Most cancer treatments are a direct assault on cancer cells through radiation, chemotherapy, or targeted therapy. Yet, new alternative approaches are also showing tremendous promise. “Targeting cancer cells is important,” said Yajaira Suarez, PhD, Deputy Chair and Anthony N. Brady Associate Professor of Comparative Medicine, “but we are interested in the other side.”
Dr. Suarez is referring to the ecosystem surrounding the cancer cells, the ‘tumor microenvironment.’ She studies how that environment influences the tumor growth. More specifically she is interested in two types of cells within the tumor microenvironment: endothelial cells, which create blood vessels, and macrophages, white blood cells integral to the immune system. Her research focuses on the novel mechanisms that regulate the functions of these two cell types.
When normal cells become cancerous and start to proliferate, she explains, they secrete factors whose signals cause two responses. One signal stimulates endothelial cells to produce blood vessels to feed and oxygenate the tumor. Another signal tells the immune system to send white blood cells to fight the mutating cancer cells. “But because these macrophages are in the microenvironment, with factors secreted by the tumor,” explained Dr. Suarez, “they become addicted, let us say, and transform from their normal function. Instead, they start helping the tumor to grow.”
To understand the mechanisms behind these two actions, Dr. Suarez and her colleagues turned their attention to microRNAs within the tumor microenvironment. MicroRNAs are small noncoding fragments of RNA that don’t produce protein. Th at makes them sound like molecular nonentities, but the reality is far different.

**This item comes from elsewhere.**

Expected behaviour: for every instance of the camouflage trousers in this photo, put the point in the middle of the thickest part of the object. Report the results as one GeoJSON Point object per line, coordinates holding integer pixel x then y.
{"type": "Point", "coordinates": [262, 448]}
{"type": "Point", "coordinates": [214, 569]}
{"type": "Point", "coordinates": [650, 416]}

“They interact with RNAs that produce proteins,” said Dr. Suarez, “and they regulate gene expression. That leads to controlling the level of these proteins and therefore controlling cell function. And these microRNAs can control not just one RNA molecule, but different RNA molecules, so they control different proteins.” More importantly, she adds, the RNAs targeted by microRNAs are not random, but are selected to command signaling pathways and metabolic pathways.
“This is the beauty of microRNAs,” she said. “Because they control different pathways and different proteins, they give you this ability to target more than one protein in anti tumor treatments, so you can get an overall effect that is more pronounced.” Dr. Suarez and her colleagues knew that the most upregulated microRNA in solid tumors is microRNA-21 (miR-21). It is also over expressed in cells from the tumor microenvironment. Dr. Suarez’s team used animal models to analyze the links between miR-21, the tumor microenvironment, and growth. They found that miR-21 sends signals from the tumor microenvironment that regulate cells associated with tumorigenesis, including endothelial cells and tumor-associated macrophages (TAMs).
Next, using a mouse model, they removed miR-21 from the macrophages to see what would happen. “Everything changed,” said Dr. Suarez. In the paper reporting their results, published in the Journal of Clinical Investigation, the scientists wrote that the absence of miR-21in the macrophages “caused a global rewiring of their transcriptional regulatory network.” The macrophages shook off their addiction and started instructing T cells to kill cancer cells, shrinking the tumor. To a similar effect, the endothelial cells stopped forming blood vessels that fed the tumor.
“By targeting miR-21 in the macrophages, we were able to reduce tumor growth through two different mechanisms,” explained Dr. Suarez. These findings suggest clear benefits of targeting not only the cancer cells but its surrounding microenvironment. When signals from the microenvironment don’t reach the tumor, the power of the cancer treatment gets amplified because the T cells strengthen as the tumor’s vasculature withers.
Dr. Suarez calls the paper a proof-of-concept that points the way to other possible uses of this strategy. For instance, tumors oft en develop resistance to immunotherapies. Combining such therapies with a drug that targets microRNAs in the tumor microenvironment could unleash fresh hordes of T cells that boost the immune effect. A common side effect of radiation therapy, continues Dr. Suarez, is masses of macrophages, which can overwhelm the radiotherapy. That might be reversed by targeting miR-21 in the macrophages. Dr. Suarez and her colleagues are now testing all these possibilities.
She believes that other microRNAs could be targetable as well, not only in macrophages and endothelial cells, but in other cells within the tumor microenvironment. She emphasizes that her research emerges from her collaborations at Yale. “The Yale environment is fantastic,” said Dr. Suarez. “The investigators, the teams, the meetings with people in the Cancer Center about signaling—everything is set up to produce more insight and better ideas to do better research.”